I personally think that the changing of language and overall perception is seen most clearly within the Mental Health field. The language used there comes from the American Psychiatric Association and is conveyed through the Diagnostic and Statistical Manual (DSM) which outlines diagnoses. Changing language, that is, the way something is explained or categorized in this sense, is a revision process that can take a prolonged period of time. So what happens when mental health professionals are trying to change the perception of how the general public views something as well-known as suicide? When did it go from “committing suicide” to “completing suicide”? Who considered changing the wording based on the idea that “committing” makes it sound like the person has gotten away with a criminal act (omitting the Church’s viewpoints for simplicity’s sake…let’s pretend we live in an atheistic society for now)? How is that translated to the non-mental health professionals of the world?

The idea of mental health professionals changing how something is portrayed is to tackle it at the ground floor in order to change the public’s sense of a specific thing. With this in mind, and knowing that changing terms in the DSM is time consuming, what really matters when keeping track of these types of changes when looking at an academic library setting? One international system for the electronic exchange of clinical health information is SNOMED-CT (Systemized Nomenclature of Medicine-Clinical Terms) ( SNOMED provides structured medical language that is consistent across the board to draw on the same vernacular and as a way to categorize terms within the medical fields. SNOMED keeps track and maintains this medical database and language, allowing the option for libraries to draw from that resource. Another database is the ICD-10 (International Classification Database) which incorporates the DSM language making it more accessible for academic libraries, universities, academia-related searched, and new keywords out to medical professionals ( This database creates a sort of crosswalk between the ICD codes and the DSM codes to increase specificity and classify clinical health issues. The ICD is also largely used for billing purposes, as people and services need to know what they are being billed for, which increases the need for precision of the database.

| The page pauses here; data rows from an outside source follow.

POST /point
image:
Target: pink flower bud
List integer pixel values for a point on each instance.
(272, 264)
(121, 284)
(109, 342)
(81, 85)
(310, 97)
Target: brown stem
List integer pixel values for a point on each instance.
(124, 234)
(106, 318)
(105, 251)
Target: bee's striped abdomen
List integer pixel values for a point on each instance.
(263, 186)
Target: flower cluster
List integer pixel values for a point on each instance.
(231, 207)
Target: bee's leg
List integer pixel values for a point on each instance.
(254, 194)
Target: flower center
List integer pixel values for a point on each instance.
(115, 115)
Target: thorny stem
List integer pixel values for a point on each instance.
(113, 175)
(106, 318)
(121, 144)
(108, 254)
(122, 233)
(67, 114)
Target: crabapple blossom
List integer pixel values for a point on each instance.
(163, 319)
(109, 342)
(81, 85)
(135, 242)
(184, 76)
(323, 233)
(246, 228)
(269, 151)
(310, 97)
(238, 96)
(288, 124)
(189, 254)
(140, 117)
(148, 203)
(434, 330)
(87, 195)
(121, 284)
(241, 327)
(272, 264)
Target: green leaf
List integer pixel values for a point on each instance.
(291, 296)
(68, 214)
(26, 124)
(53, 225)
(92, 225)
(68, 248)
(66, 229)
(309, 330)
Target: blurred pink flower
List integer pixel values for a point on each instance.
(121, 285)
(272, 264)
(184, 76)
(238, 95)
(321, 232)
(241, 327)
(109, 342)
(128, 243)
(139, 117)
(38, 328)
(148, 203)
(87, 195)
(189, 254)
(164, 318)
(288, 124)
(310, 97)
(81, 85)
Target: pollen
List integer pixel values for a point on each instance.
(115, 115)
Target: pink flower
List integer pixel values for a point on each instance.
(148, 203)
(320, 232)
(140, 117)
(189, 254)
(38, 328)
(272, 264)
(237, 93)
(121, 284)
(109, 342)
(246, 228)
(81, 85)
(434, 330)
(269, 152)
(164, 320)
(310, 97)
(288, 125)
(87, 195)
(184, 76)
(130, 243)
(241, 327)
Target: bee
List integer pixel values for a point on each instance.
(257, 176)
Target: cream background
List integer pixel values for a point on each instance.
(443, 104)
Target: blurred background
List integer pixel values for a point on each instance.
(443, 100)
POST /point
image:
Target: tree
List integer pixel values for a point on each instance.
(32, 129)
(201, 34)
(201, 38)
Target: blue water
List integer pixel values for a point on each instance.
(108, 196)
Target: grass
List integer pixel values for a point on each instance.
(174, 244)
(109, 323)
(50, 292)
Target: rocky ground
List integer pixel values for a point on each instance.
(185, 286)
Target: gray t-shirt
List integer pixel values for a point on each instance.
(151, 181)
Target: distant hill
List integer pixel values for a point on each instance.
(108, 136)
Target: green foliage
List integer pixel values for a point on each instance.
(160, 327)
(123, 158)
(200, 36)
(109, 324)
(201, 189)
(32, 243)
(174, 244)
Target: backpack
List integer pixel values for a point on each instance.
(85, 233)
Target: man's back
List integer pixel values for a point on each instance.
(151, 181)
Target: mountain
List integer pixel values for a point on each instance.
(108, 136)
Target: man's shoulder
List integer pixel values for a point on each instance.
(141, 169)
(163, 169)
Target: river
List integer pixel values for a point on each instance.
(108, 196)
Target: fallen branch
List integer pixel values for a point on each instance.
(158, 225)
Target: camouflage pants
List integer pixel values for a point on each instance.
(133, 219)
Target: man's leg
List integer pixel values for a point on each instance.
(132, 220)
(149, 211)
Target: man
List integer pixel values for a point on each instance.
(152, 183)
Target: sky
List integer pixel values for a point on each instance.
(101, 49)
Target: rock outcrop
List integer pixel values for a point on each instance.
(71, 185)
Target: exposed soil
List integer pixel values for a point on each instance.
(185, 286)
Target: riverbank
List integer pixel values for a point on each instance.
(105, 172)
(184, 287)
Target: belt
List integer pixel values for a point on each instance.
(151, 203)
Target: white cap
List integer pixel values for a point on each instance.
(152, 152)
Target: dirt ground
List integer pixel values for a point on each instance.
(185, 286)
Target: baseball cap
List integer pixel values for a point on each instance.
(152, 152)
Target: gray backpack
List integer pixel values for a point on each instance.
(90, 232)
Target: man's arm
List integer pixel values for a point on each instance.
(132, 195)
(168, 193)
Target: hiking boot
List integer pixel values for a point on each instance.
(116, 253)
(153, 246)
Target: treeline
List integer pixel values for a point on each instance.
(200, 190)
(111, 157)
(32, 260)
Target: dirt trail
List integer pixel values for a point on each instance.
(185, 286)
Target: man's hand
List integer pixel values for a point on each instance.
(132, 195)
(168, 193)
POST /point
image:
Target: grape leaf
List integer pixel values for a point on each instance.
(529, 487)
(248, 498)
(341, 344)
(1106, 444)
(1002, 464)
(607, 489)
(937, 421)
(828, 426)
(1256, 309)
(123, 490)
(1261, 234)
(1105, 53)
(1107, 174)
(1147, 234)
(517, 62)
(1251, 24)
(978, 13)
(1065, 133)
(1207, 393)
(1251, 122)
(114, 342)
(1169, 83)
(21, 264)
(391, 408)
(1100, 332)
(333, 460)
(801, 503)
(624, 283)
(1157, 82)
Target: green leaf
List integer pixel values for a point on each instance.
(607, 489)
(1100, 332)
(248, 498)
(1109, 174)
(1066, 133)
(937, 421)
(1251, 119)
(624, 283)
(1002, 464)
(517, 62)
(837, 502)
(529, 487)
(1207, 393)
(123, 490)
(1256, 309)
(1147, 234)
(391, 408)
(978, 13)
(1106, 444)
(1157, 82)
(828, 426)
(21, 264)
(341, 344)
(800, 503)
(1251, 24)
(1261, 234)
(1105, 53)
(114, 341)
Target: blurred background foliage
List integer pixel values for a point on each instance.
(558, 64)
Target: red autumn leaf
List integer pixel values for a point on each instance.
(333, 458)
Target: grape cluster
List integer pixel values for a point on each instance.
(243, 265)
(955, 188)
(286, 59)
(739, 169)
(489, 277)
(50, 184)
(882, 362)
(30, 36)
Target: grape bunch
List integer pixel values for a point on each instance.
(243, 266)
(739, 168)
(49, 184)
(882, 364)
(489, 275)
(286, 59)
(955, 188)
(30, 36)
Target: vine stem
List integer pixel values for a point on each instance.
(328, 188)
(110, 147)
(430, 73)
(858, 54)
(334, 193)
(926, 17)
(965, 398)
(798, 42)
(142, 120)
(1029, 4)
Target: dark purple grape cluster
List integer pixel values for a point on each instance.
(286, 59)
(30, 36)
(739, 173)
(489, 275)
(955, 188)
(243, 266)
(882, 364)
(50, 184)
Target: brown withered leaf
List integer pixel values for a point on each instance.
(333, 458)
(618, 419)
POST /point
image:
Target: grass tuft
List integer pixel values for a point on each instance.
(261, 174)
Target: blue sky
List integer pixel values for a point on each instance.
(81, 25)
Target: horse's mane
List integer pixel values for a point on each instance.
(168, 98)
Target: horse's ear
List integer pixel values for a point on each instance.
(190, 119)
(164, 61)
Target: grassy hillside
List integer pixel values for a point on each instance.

So how are these resources helpful in the classification, cataloging and changing of terms? Let’s go back to suicide. Instead of the term “suicide” let’s pretend that the APA decided to change it to “picking flowers” because that sounds nicer. If someone were to do a search for the new term “picking flowers,” a week after the new term was decided upon, the chances of there being anything written on picking flowers in slim. However, within search engines, there is an electronic crosswalk between suicide and picking flowers which links the old term with the new. The extent of the crosswalk depends on who is maintaining those search engines and from where they are receiving their information. Would Google have a relationship with the APA to keep track of changing terms?   Perhaps.

Now if it’s once again “committing” vs. “completing” the database would implement fuzzy logic which doesn’t require it to be one or the other, only that they can be close enough within the same meaning in order for the software to alert the database of the parameters (like a thesaurus). This comes in handy, especially as medical terms are being updated constantly. Libraries can have access to those types of systems and software as they are all Internet-based though they can be costly, especially if only being used for research. However, libraries form a powerful lobbying force and can often negotiate a more cost-effective contract.

The possibility of accessing these databases on an academic level and the interconnectedness of those databases with the APA relieves some of my fears about the loss of changing information within the mental health field. However it gets me thinking about other fields of study that may or may not have those options for sharing information. If so, do they also share their information and open it up to libraries? Would there be a need for a more vastly overlapping, more inclusive cataloging system in the world we live in today? We would probably need to take that on a case-by-case basis but the general idea is the same. Regardless of topic, there is always some benefit with information sharing that includes library systems which can help to maintain and catalog the influx of information as it comes in this now digital world.